Monday, July 14, 2025

 


The last post was made because I stumbled onto it while looking for this thing I saw on LinkedIn (I have links from LinkedIn disabled so I don't accidentally end up reading too much marketing stuff). 



Then I went down a rabbit hole watching old Kenny Rogers stuff and now I'm out of time to blog this morning. 

Worth it! 

Sunday, July 13, 2025

Solvent swapping on HILIC improves polar metabolite recovery!

 


This belongs on the other blog, but this is the one I have open while traveling so it's going here for me for later!

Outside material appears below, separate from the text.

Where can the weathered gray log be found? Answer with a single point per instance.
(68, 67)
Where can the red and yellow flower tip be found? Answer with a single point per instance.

AND I think one of the authors is basketball and country music legend...


Friday, July 11, 2025

ZenoTOF 7600 performance with NanoLC - and applied to cell-type proteomics!

 


If you've also wondered where a ZenoTOF 7600 would stack up against your hardware when running comparable flowrates (cause you're probably running nanoLC). This new preprint did the heavy lifting for you.


Probably formerly counterintuitive, but something we're all getting used to now - a super fast TOF tends to get more IDs at faster gradients. Narrow those peaks to concentrate that signal and they perform better. As the concentration goes up, that effect tends to level out. 

Based on some vendor marketing material you might be quick to disparage these numbers, but I think we all know that our own labs aren't the perfect operating environment of vendor facilities and after full time use running weird stuff in our instruments they don't run the same at install. 

What is interesting to me is that - yes - NanoLC seems to help, but it doesn't really help that much (maybe 10-20%?) and I really enjoyed the ease of use of the Microflow setup on my ZenoTOF before a ceiling waterfall at Johns Hopkins destroyed the shiny thing. It should probably also be pointed out that this is now a 2 generations old ZenoTOF, as the 7600+ and the 8600 are improved versions of this hardware. Still, a really visually appealing study that answers a lot of questions that I (and maybe you?) had about this instrument.